Congress is in the process of passing a bill that would approve the Keystone XL oil pipeline, the controversial project that would make it easier to transport heavy crude from Canada’s “oil sands” to the Gulf of Mexico coast. Despite what you might have heard, the pipeline wouldn’t kill the planet, nor would it supercharge the economy. You don’t have to take our word for either assertion: The State Department has said so; nonpartisan energy experts have said so; The Post’s Fact Checker has said so. Keystone XL should have been treated like a routine infrastructure project from the beginning of the permitting process — six years ago. Instead, the issue has been blown far out of proportion.
Environmental activists turned the pipeline into a rallying symbol, convincing themselves and others that rejecting it could prevent significant climate degradation. President Obama was caught between State Department experts saying approval wouldn’t be a big deal and his environmentalist base insisting that he take a stand. Rather than settling the issue years ago, he chose to delay. Meanwhile, Canadian oil production expanded, much of it moving around on trains.
For their part, Republicans took political advantage, jamming the president with measures demanding an accelerated decision or, in the case of the GOP’s latest bill, outright approval.
As the debate went on, it moved farther from reality. Republicans oversold the number of jobs the project would create. Mr. Obama descended into rank economic nationalism with claims that the oil the pipeline would transport wouldn’t stay in the United States. Those claims are wrong. And even if they were true, so what? The United States relies on the global oil trade, the flexibility and durability of which are crucial to the world economy. The nationalist view is shortsighted, selfish and hypocritical, and it was embarrassingly articulated by the president when he was on an overseas tour in the Asia-Pacific.
That probably won’t stop Democratic lawmakers from playing the protectionist card as the Senate considers this year’s Keystone bill, proposing amendments to require that U.S. steel be used in its construction and that none of the transported product be exported. Attaching these conditions would only compound the shabby treatment that the U.S. government has given Canada, a close ally. Americans would rightly expect better conduct from the Canadian government.

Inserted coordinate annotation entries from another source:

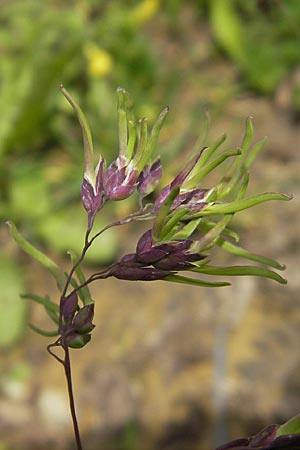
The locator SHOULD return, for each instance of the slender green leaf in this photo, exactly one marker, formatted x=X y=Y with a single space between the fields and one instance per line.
x=153 y=137
x=140 y=158
x=131 y=139
x=36 y=254
x=205 y=225
x=208 y=152
x=195 y=281
x=186 y=231
x=239 y=251
x=87 y=137
x=51 y=308
x=175 y=218
x=195 y=180
x=84 y=292
x=205 y=242
x=122 y=122
x=292 y=426
x=239 y=205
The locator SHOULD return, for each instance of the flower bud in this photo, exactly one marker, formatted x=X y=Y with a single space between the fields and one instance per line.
x=68 y=308
x=76 y=340
x=82 y=322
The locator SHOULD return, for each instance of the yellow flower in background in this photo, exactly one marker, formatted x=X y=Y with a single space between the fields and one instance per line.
x=144 y=11
x=99 y=61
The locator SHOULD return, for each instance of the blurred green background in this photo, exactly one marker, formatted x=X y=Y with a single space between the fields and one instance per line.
x=230 y=57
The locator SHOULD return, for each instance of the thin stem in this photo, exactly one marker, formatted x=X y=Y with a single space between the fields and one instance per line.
x=67 y=367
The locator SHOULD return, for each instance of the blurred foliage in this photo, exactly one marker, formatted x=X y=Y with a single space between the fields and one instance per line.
x=261 y=37
x=92 y=47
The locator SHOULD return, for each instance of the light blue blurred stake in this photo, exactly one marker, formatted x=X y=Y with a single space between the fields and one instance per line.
x=219 y=383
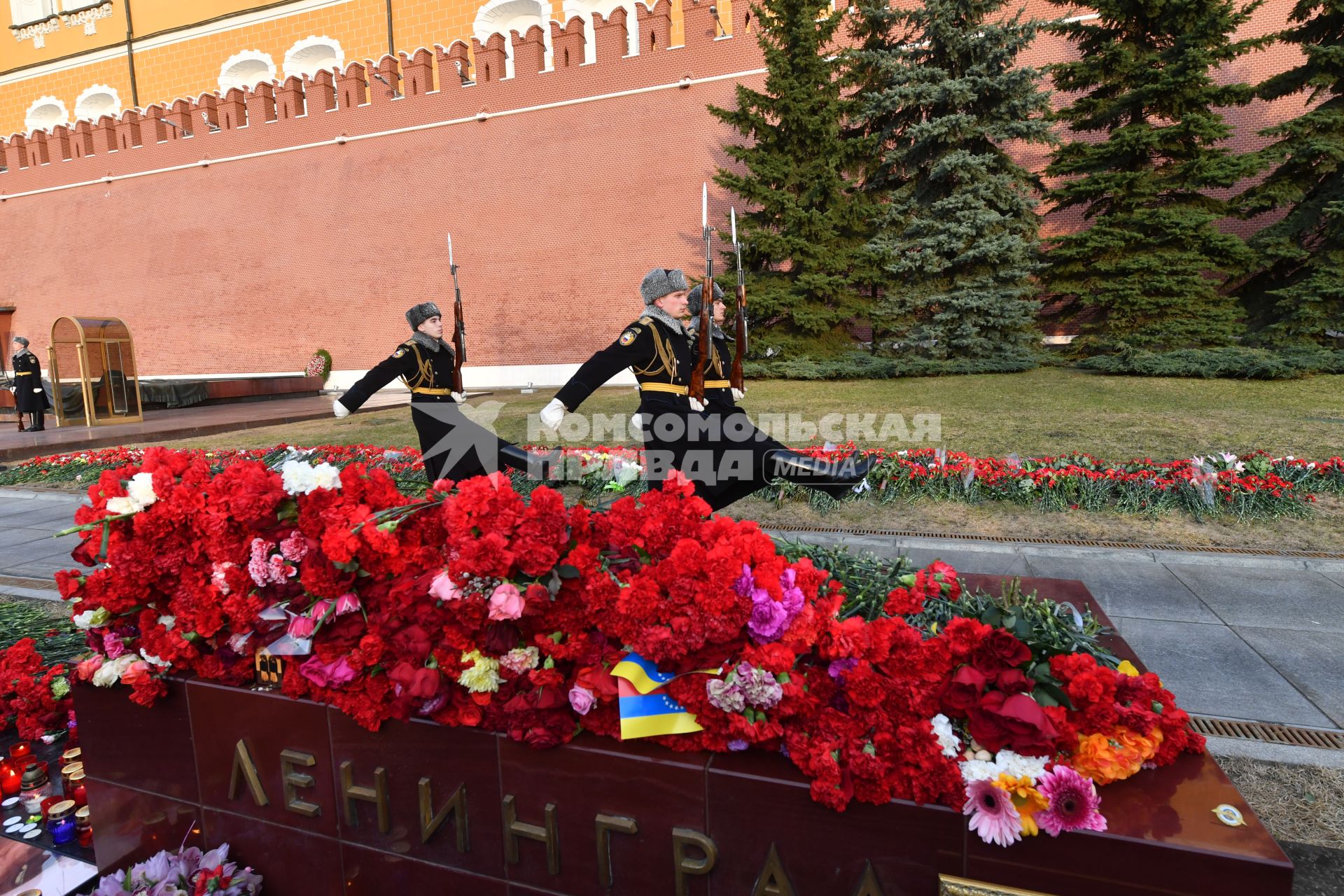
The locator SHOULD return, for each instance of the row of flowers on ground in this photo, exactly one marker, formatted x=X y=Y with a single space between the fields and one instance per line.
x=484 y=608
x=1254 y=485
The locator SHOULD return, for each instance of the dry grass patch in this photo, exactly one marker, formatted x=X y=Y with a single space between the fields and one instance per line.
x=1300 y=804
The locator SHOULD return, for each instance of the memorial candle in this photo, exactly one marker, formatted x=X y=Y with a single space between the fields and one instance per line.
x=84 y=827
x=78 y=792
x=61 y=822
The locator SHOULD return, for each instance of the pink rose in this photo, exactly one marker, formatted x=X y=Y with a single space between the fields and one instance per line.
x=330 y=675
x=315 y=671
x=88 y=666
x=134 y=673
x=444 y=589
x=302 y=628
x=581 y=699
x=505 y=603
x=339 y=673
x=113 y=645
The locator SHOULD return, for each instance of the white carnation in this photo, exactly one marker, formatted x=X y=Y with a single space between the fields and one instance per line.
x=946 y=736
x=1006 y=762
x=327 y=477
x=109 y=673
x=122 y=505
x=141 y=489
x=302 y=479
x=155 y=662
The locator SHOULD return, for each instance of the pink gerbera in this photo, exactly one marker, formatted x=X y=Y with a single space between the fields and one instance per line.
x=992 y=813
x=1074 y=804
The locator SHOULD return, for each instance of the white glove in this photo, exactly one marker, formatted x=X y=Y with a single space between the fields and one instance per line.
x=553 y=414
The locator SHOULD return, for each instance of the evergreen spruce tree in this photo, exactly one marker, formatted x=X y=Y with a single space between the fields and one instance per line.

We don’t blame Republicans for wondering why the pipeline’s approval is still in limbo, particularly now that a Nebraska court has thrown out a challenge to its routing, which had been the most recent pretext for Obama administration stalling. But the issue isn’t worth wasting more legislative time or inflaming partisan tensions at the start of a new Congress. If Republicans nevertheless proceed, Mr. Obama would be wise to sign the bill and get Keystone off of the national agenda or strike a deal with Republicans in exchange for a concession of environmental significance.